The U.S. Coast Guard (USCG) issued a final rule on January 17, 2025, to address cybersecurity threats in the Marine Transportation System (MTS). Effective July 16, 2025, the rule establishes new cybersecurity requirements for U.S.-flagged vessels, Outer Continental Shelf facilities, and onshore facilities regulated under the Maritime Transportation Security Act of 2002 (MTSA).
(Summary of Blank Rome’s article: “Cybersecurity in the Marine Transportation System: What You Need to Know About the Coast Guard’s Final Rule”)
Maritime Cybersecurity Training and Compliance Requirements
The rule requires cybersecurity training within six months of its effective date. The training must cover cyber threat recognition, security breach detection, and reporting procedures. Additionally, key personnel must undergo advanced training.
Owners and operators must complete a Cybersecurity Assessment and implement a Cybersecurity Plan and Cyber Incident Response Plan within 24 months. A designated Cybersecurity Officer will oversee these measures. Plans must include security protocols for accounts, devices, and data, along with risk management, penetration testing, and incident response procedures.
Plan Approval, Audits, and Reporting
Facilities and vessels must submit Cybersecurity Plans to the USCG for approval. The Coast Guard will conduct audits to ensure compliance. The maritime cybersecurity rule mandates immediate reporting of cyber incidents to the National Response Center. It expands the definition of “hazardous condition” to include cyber incidents.

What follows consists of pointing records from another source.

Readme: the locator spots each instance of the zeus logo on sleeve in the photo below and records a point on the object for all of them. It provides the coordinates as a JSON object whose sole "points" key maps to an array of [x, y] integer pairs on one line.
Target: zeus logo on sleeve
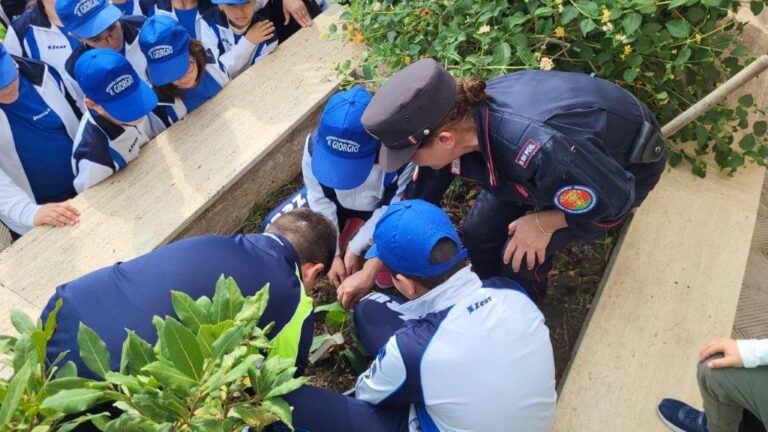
{"points": [[84, 6], [342, 145], [477, 305], [160, 51], [121, 83], [527, 153]]}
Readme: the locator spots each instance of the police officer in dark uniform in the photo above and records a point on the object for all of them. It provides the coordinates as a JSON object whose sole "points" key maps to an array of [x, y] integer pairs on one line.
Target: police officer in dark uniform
{"points": [[560, 157]]}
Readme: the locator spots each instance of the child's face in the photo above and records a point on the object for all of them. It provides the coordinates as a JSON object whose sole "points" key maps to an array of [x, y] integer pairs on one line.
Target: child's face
{"points": [[189, 79], [239, 15]]}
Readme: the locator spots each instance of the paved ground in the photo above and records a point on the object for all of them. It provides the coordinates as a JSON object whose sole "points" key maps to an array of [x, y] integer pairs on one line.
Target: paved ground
{"points": [[751, 317]]}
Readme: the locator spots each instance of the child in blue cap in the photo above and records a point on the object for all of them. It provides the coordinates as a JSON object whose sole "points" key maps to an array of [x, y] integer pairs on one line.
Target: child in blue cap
{"points": [[461, 354], [38, 122], [119, 120], [186, 12], [241, 35], [180, 68], [99, 24], [344, 182]]}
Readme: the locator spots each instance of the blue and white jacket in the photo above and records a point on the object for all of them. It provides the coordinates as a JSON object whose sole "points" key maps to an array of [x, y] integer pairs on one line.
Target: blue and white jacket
{"points": [[17, 203], [235, 52], [131, 26], [34, 37], [375, 195], [165, 7], [102, 148], [472, 356]]}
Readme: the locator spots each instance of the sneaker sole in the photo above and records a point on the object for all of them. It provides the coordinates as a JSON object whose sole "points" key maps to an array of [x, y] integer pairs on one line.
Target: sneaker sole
{"points": [[668, 423]]}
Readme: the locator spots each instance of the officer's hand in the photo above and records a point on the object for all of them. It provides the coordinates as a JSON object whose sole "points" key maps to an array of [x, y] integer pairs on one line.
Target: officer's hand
{"points": [[260, 32], [337, 273], [297, 10], [730, 350], [527, 241], [57, 214], [352, 262], [356, 286]]}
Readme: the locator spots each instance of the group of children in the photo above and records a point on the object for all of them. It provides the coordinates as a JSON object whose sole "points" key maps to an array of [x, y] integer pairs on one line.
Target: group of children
{"points": [[84, 84]]}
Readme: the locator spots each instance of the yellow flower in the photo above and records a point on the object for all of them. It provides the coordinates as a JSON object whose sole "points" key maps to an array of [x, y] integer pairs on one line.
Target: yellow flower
{"points": [[627, 52], [546, 63], [606, 15]]}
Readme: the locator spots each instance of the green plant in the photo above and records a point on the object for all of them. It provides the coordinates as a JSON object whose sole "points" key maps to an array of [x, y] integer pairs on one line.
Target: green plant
{"points": [[669, 53], [338, 333], [210, 370]]}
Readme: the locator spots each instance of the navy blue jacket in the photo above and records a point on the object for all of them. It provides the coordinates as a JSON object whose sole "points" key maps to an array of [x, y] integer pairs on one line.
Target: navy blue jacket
{"points": [[127, 295], [558, 139]]}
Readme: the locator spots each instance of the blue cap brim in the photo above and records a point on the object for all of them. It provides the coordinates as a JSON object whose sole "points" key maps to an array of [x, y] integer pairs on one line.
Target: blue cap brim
{"points": [[373, 252], [168, 71], [142, 101], [340, 173], [7, 71], [100, 22]]}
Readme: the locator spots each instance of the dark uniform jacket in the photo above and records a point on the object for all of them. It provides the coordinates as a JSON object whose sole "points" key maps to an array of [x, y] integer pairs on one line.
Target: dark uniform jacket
{"points": [[557, 139]]}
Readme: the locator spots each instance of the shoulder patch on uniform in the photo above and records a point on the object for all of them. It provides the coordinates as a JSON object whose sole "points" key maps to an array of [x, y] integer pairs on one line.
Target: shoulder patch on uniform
{"points": [[575, 199], [527, 152]]}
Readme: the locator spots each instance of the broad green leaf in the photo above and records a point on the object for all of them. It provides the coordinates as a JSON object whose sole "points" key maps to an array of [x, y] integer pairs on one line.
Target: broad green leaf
{"points": [[169, 376], [208, 334], [15, 391], [747, 142], [190, 313], [760, 127], [93, 351], [679, 29], [129, 382], [71, 401], [227, 301], [25, 352], [136, 354], [631, 23], [228, 341], [22, 322], [287, 387], [183, 349], [279, 407], [50, 321], [67, 370], [257, 417], [40, 342], [746, 101], [68, 383]]}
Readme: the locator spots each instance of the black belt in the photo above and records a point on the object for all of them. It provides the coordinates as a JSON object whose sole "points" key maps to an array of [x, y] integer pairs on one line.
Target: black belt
{"points": [[649, 145]]}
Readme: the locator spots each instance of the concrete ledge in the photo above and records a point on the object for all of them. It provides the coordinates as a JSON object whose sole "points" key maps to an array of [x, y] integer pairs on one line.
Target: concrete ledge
{"points": [[673, 285], [210, 167]]}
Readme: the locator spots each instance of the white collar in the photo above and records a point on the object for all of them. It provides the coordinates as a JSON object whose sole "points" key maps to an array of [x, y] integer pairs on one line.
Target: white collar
{"points": [[460, 286]]}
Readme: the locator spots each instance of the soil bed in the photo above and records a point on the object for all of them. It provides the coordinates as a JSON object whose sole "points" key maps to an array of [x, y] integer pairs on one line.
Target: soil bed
{"points": [[573, 283]]}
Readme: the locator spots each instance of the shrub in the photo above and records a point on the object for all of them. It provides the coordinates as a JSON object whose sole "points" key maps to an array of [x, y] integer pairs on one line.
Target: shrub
{"points": [[670, 54], [209, 371]]}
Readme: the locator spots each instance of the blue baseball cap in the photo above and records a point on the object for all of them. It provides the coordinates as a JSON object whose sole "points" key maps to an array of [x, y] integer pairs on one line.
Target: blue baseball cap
{"points": [[87, 18], [165, 44], [344, 151], [406, 234], [8, 71], [106, 77]]}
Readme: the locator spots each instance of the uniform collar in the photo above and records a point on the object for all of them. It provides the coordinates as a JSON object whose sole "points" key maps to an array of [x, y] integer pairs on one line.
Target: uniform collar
{"points": [[460, 286], [479, 167]]}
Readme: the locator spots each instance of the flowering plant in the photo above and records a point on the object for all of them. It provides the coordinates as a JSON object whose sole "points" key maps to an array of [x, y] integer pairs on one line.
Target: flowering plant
{"points": [[670, 54]]}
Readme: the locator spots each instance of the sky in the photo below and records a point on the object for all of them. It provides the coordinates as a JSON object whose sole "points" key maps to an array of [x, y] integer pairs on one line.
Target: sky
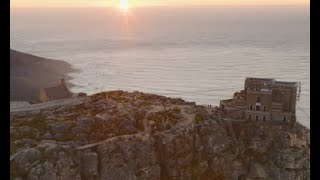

Potential Implementation Delay
The USCG is considering delaying compliance with the maritime cybersecurity rule for U.S.-flagged vessels by two to five years. Comments on the proposed delay are due by March 18, 2025.
Industry Preparation and Next Steps
Maritime stakeholders should review the new cybersecurity requirements and prepare for compliance. Companies are encouraged to submit feedback on the proposed delay before the deadline.